Queen: 35 anos de “Live Killers”

"Live Killers": primeiro registro ao vivo do Queen que traz a 'classuda' versão acústica de "Love Of My Life"
“Live Killers”: primeiro registro ao vivo do Queen que traz a ‘classuda’ versão acústica de “Love Of My Life”

No ultimo dia 22 de junho, o álbum “Live Killers”, do Queen, completou 35 anos de seu lançamento. Produzido pelos próprios, o disco é o primeiro registro ao vivo (e duplo) lançado pelo quarteto britânico. E também foi o primeiro trabalho mixado nos estúdios de gravação da gravação da própria banda, o Mountain Studios, em Montreaux, Suíça.

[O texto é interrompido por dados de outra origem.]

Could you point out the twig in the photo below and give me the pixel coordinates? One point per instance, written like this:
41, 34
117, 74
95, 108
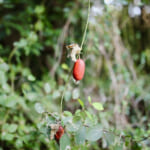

A gravação das faixas aconteceu em diversos locais durante a turnê europeia do álbum “Jazz”, entre janeiro e março de 1979. Apesar de terem produzido e mixado o próprio disco, não é segredo pra ninguém que os integrantes não ficaram satisfeito com a mixagem final do álbum, porém, os fãs adoraram e teve vendas significativas que, inclusive, chegou ao terceiro lugar dos charts britânicos e no 16º lugar nas paradas norte-americanas.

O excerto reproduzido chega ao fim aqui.